Зачастую социалисты, становясь премьер-министрами, проводили политику, противоречившую идеям классовой солидарности. В 1945 г. правительство Блюма развязало колониальную войну в Индокитае, в 1947 г., кабинет П. Рамадье инспирировал исключение коммунистов из правительства, в 1954 г. Ги Молле начал войну против национально-освободительных сил Алжира, а в 1956 г. вверг страну в Суэцкую авантюру. Расхождение между теорией и практикой привело в 1959 г. к расколу СФИО и возникновению Автономной социалистической партии (АСП), преобразованной год спустя в Объединенную социалистическую партию (ОСП). Отбросив рассуждения о «классовости», ОСП открыто выражала приверженность идеям социал-демократии.

В 1971 г. на съезде СФИО в Эпине Ги Молле был отстранен от руководства партией. С этого момента и на многие десятилетия вперед бессменным лидером социалистов стал Ф. Миттеран, сформировавший новую партию – Французскую социалистическую (ФСП). Долгосрочная стратегия Миттерана предполагала создание союза всех левых сил и приход их к власти. В тактическом плане ФСП усилила в своей риторике «революционную составляющую». Миттеран повел борьбу за власть под лозунгом «разрыва с капитализмом». Благодаря этому, ФСП в 1972 г. подписала с коммунистами Совместную программу левых сил (СПЛС), а к 1978 г. совершила «электоральную революцию» среди левых, превратившись в их лидера. В 1979 г. на съезде в Меце курс на «социал-демократический поворот», за который ратовал лидер ОСП М. Рокар, не получил поддержки, и в 1980 г. его партия вошла в ФСП. Наконец, в 1981 г.
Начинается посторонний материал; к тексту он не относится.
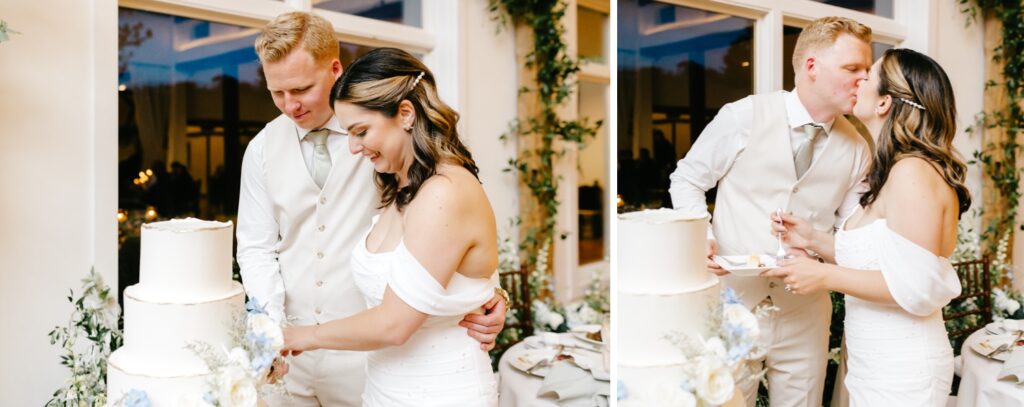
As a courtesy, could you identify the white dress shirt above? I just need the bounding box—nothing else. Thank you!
[237,115,351,323]
[669,90,870,240]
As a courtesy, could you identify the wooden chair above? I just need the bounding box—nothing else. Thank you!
[493,265,533,356]
[943,258,993,355]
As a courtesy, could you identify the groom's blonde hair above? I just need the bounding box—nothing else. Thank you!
[255,12,338,64]
[792,17,872,71]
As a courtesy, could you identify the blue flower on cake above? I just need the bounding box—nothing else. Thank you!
[187,297,286,406]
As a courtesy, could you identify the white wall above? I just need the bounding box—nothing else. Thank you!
[928,1,1021,287]
[459,0,519,242]
[0,0,117,404]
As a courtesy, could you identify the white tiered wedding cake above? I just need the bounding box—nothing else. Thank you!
[107,218,244,405]
[617,209,720,401]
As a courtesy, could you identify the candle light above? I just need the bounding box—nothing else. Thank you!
[144,206,158,222]
[117,209,127,223]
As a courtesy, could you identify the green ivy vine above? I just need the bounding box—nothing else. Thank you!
[488,0,602,298]
[959,1,1024,261]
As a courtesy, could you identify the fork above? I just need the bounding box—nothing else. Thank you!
[987,343,1011,357]
[775,208,787,260]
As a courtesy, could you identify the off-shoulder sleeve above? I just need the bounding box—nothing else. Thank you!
[872,223,961,317]
[387,246,496,316]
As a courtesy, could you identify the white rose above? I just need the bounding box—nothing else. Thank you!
[703,337,728,360]
[723,303,759,340]
[695,357,735,405]
[1007,299,1021,315]
[218,366,258,407]
[227,347,251,372]
[248,314,284,350]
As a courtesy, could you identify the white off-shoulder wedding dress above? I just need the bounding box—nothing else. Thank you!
[350,216,499,406]
[834,216,961,407]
ФСП впервые в истории Пятой республики победила на президентских и парламентских выборах: Миттеран стал первым президентом-социалистом. Знаменательным было и участие коммунистов в правительстве левых сил.

Впрочем, правление Миттерана показало, что на деле социалисты не собираются делать революцию и «разрывать с капитализмом». Проведенные в 1981-1982 гг. национализация и социальные реформы лишь «расшатали» капитализм. Иными словами, на практике ФСП воплотила в жизнь идею Блюма об «осуществлении власти», а ее реформаторство не выходило за рамки социал-демократической платформы. Подтверждением тому служит выход из ФСП в 1991 г. ее левого крыла во главе с Ж-П. Шевенманом, который создал автономную партию «Движение граждан». Тот факт, что ФСП дополнила институциональный механизм Пятой республики политикой «сосуществования» социалиста-президента Миттерана с правыми кабинетами Ж. Ширака (1986–1988) и Э. Баладюра (1993–1995) после победы правых на парламентских выборах, свидетельствует о том, что социалистов вполне устраивает практика мирного чередования у власти левых и правых.
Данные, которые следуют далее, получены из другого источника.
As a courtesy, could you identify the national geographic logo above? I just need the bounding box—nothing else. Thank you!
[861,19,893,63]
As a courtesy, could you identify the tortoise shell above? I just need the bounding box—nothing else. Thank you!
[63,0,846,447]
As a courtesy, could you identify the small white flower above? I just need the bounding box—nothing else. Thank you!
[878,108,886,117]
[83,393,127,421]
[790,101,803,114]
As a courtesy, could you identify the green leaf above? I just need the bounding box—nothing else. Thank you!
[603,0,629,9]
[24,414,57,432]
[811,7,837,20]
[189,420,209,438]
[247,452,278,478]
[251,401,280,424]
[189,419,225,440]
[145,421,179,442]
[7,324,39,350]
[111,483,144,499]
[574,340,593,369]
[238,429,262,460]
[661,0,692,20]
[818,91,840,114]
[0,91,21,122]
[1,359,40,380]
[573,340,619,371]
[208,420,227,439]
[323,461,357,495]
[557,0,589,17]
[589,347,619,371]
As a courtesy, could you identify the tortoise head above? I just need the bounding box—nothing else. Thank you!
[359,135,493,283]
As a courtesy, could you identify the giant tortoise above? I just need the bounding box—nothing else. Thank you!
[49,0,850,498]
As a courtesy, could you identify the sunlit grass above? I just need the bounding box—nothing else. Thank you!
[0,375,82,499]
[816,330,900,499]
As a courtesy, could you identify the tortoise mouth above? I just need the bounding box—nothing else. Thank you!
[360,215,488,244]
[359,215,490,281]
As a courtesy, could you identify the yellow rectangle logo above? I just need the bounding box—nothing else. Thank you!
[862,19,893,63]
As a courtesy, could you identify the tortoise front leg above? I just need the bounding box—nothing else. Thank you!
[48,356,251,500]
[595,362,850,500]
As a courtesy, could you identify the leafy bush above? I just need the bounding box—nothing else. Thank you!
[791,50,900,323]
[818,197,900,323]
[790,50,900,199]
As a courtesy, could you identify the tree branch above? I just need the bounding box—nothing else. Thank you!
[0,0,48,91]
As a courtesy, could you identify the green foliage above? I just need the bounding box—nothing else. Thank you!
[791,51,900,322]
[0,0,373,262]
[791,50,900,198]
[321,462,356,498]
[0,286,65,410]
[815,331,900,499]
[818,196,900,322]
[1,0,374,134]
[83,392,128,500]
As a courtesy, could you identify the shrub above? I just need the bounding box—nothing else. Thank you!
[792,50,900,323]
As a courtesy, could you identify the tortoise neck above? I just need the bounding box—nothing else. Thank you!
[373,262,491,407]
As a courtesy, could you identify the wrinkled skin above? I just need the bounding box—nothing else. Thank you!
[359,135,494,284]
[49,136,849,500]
Следующий правительственный эксперимент, когда левый кабинет Л. Жоспена при участии социалистов, коммунистов, левых радикалов и зеленых (1997–2002) «сосуществовал» с правым президентом Ж. Шираком, вполне мог бы стать апофеозом ревизионистского курса социалистической левой. Разговоры о разрыве с капитализмом умолкли, и вполне отчетливо обозначилась перспектива переноса на французскую почву идей мировой социал-демократии. Однако во время президентских выборов 2002 г. социалистическая левая оказалась расколотой. В первом туре «Движение граждан» выдвинуло кандидатом Шевенмана, отказав в поддержке Жоспену. Многие руководители ФСП до сих пор считают Шевенмана главным виновником того скандального и вызвавшего настоящий «шок» у социалистов поражения, которое нанес Жоспену лидер ультраправых Ж.-М. Ле Пен.
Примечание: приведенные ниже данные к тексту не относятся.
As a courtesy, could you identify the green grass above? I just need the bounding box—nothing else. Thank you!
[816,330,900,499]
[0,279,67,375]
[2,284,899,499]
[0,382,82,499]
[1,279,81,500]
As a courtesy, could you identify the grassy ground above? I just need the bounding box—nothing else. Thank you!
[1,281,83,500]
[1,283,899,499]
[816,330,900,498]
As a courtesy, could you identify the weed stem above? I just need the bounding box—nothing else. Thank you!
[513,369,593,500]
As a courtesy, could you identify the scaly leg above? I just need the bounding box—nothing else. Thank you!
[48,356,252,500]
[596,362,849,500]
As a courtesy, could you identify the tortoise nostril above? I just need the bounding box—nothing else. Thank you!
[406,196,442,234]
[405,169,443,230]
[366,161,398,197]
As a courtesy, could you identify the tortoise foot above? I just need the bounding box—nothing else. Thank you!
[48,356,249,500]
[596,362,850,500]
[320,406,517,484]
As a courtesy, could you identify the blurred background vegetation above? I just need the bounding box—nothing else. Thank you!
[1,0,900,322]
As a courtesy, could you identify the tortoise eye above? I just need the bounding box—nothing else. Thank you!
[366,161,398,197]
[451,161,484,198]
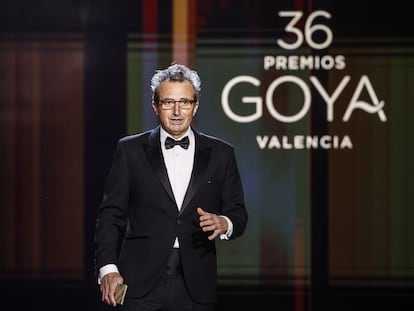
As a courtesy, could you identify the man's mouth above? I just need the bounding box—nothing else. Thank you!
[170,118,184,124]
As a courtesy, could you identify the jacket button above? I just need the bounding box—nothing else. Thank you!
[177,219,181,224]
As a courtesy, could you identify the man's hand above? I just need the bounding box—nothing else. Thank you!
[197,207,228,240]
[100,272,124,307]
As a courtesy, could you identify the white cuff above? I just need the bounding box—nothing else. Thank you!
[98,264,119,284]
[219,215,233,240]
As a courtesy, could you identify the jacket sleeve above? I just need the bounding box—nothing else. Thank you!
[94,140,130,270]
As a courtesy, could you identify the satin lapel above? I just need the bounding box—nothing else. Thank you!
[179,136,211,215]
[143,127,175,204]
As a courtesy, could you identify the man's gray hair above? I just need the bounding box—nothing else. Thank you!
[151,63,201,102]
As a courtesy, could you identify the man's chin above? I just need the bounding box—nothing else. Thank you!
[166,125,187,137]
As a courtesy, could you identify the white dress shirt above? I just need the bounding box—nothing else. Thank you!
[160,127,195,248]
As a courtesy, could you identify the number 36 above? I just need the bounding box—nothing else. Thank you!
[277,10,333,50]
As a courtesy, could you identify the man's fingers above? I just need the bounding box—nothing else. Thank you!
[108,291,117,306]
[198,208,226,240]
[197,207,206,216]
[100,273,123,306]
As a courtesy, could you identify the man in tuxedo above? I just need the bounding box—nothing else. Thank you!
[94,63,248,310]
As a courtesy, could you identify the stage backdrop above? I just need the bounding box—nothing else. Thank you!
[125,1,414,289]
[0,0,413,294]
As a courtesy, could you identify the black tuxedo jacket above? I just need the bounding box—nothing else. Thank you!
[94,126,248,304]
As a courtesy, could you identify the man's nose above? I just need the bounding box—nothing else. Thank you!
[172,102,181,113]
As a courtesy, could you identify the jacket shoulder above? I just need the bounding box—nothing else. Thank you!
[119,129,153,144]
[197,131,234,149]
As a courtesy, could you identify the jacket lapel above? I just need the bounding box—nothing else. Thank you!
[143,126,176,204]
[143,126,211,214]
[179,131,211,215]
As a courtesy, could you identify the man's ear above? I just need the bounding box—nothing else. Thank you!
[152,102,158,115]
[193,103,199,116]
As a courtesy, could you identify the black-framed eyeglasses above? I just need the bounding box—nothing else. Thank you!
[158,98,196,110]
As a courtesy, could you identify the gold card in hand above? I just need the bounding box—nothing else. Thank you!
[114,283,128,305]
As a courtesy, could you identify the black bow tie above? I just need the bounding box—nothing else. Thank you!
[165,136,190,149]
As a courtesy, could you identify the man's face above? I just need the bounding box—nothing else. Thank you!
[152,80,199,139]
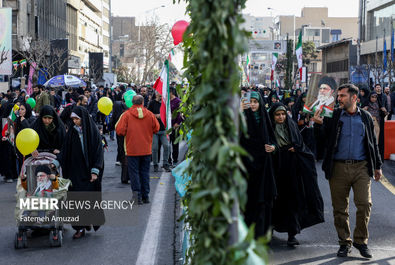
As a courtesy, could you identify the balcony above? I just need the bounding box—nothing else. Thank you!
[3,0,19,10]
[82,0,101,13]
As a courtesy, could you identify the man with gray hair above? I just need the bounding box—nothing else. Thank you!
[116,95,159,204]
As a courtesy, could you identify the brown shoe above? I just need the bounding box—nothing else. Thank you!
[72,229,85,239]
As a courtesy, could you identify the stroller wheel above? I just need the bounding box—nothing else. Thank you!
[49,230,62,247]
[14,232,25,249]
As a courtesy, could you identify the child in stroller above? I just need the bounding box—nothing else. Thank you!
[20,165,59,220]
[15,152,70,249]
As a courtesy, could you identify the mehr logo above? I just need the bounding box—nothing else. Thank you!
[19,198,59,210]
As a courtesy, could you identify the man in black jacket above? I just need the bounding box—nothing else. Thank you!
[313,83,382,259]
[109,98,129,183]
[148,91,170,172]
[84,88,98,121]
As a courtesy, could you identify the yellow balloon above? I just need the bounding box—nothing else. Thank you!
[98,96,113,116]
[16,128,40,156]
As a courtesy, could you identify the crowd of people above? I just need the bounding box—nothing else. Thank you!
[0,82,183,239]
[240,78,385,259]
[0,76,391,257]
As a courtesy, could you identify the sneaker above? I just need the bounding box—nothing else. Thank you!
[353,243,372,259]
[72,229,85,239]
[153,165,159,172]
[137,197,143,205]
[130,191,139,204]
[115,161,121,166]
[5,179,13,183]
[142,197,150,204]
[337,245,352,257]
[163,165,171,172]
[287,235,299,247]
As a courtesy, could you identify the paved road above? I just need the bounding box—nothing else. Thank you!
[0,138,181,265]
[269,161,395,265]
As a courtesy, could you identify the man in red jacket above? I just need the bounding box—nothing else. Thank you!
[116,95,159,204]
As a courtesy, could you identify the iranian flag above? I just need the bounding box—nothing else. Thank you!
[9,104,19,122]
[153,60,172,130]
[295,30,303,80]
[271,53,278,81]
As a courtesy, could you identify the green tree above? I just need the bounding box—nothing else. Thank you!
[302,41,318,65]
[175,0,268,264]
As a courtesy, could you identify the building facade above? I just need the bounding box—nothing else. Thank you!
[358,0,395,86]
[319,39,358,85]
[3,0,67,51]
[275,7,358,47]
[66,0,110,75]
[242,14,274,40]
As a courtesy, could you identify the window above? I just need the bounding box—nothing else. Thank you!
[103,35,109,46]
[103,22,109,32]
[67,5,78,51]
[327,59,348,73]
[307,29,320,37]
[330,29,341,43]
[369,6,394,40]
[322,29,330,43]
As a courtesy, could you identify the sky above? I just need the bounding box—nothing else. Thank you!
[110,0,359,70]
[111,0,360,24]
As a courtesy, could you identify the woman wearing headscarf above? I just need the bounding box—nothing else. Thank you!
[32,105,66,154]
[268,102,324,246]
[358,86,370,107]
[15,102,35,135]
[363,91,386,144]
[240,91,277,238]
[53,106,105,239]
[14,102,36,172]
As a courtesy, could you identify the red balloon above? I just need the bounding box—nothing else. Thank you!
[171,20,190,45]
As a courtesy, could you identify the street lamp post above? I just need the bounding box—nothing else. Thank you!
[137,5,166,42]
[136,5,165,83]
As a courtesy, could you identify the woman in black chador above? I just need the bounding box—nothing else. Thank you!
[54,106,105,239]
[268,102,324,246]
[240,91,277,238]
[32,105,66,154]
[15,102,36,172]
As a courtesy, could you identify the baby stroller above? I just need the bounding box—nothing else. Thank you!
[14,152,71,249]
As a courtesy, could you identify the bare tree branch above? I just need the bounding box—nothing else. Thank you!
[0,46,10,65]
[16,36,70,79]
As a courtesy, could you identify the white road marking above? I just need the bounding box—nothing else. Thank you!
[135,170,171,265]
[294,244,395,251]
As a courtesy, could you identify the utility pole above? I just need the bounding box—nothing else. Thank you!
[375,35,378,84]
[357,0,363,66]
[384,28,386,85]
[390,19,393,87]
[109,0,113,73]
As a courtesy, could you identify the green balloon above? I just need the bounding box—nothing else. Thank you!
[26,98,36,109]
[124,90,136,108]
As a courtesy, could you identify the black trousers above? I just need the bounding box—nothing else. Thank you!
[116,135,124,163]
[168,130,179,164]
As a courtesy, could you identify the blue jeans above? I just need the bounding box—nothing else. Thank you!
[127,155,151,198]
[152,131,170,167]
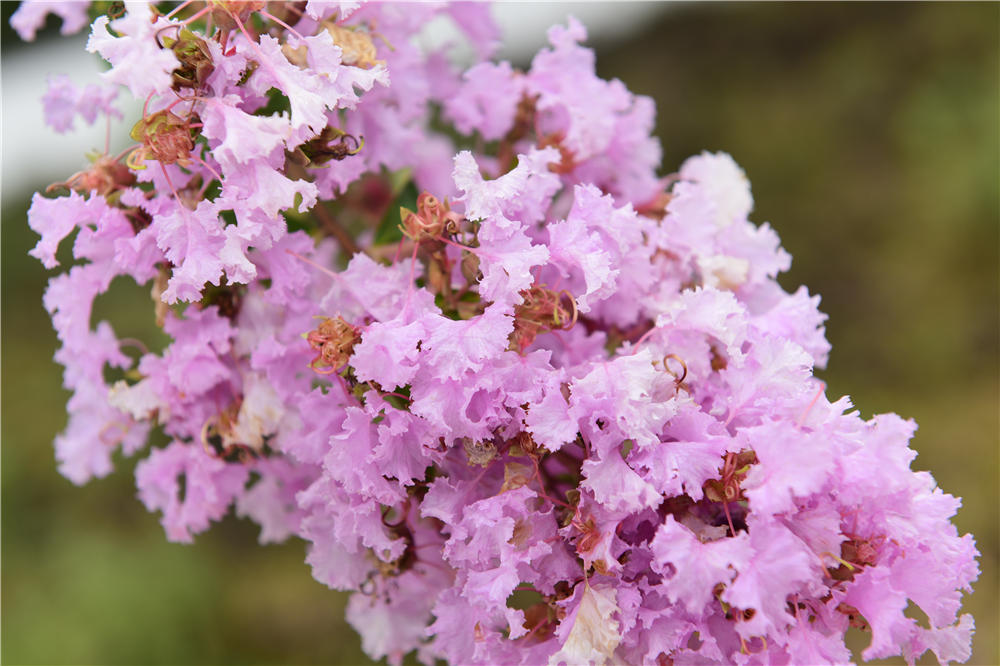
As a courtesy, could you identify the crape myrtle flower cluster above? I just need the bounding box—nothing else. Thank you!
[16,1,979,664]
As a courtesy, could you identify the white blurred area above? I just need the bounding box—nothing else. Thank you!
[1,3,668,197]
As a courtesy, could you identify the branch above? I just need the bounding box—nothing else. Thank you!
[312,202,364,257]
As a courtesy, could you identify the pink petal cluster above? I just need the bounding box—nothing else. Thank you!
[19,3,977,665]
[41,74,121,134]
[10,0,90,41]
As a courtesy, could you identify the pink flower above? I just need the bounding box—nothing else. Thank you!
[11,0,90,41]
[15,7,978,664]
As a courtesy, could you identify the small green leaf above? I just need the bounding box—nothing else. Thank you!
[374,180,418,246]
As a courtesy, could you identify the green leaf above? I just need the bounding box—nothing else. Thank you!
[374,179,418,246]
По сути, положение ФСП в начале XXI в. во многом напоминает ситуацию партии радикалов в начале ХХ в. Социалистическая левая зажата между двумя более организованными течениями: перегруппировавшимися правыми силами и набирающими силу ультралевыми. Правые атакуют социалистов, позаимствовав у них такие идейные ценности, как «нация, семья, труд», а крайние левые критикуют ФСП за признание свободной конкуренции и создание «рыночной, а не социальной Европы»[17]. То, что происходило в рядах ФСП после 2002 г., есть не что иное, как глубокий идейно-политический кризис, усугубляемый личными амбициями лидеров. Если прежде Миттерану и Жоспену удавалось усмирять внутрипартийные распри, оставаясь над всевозможными течениями и приводя их требования на съездах к «социалистическому синтезу», то теперь достигнуть этого не удается никому. В 2005 г. в ФСП разгорелась ожесточенная полемика в связи с предстоящим референдумом по Конституции Европы. Один из «баронов» ФСП, экс-премьер-министр Л. Фабиус, развернул внутри этой всегда считавшейся европеистской партии кампанию против Конституции. Дело дошло до внутрипартийного референдума, итоги которого хотя и принесли победу сторонникам Конституции, на деле еще больше раскололи социалистов.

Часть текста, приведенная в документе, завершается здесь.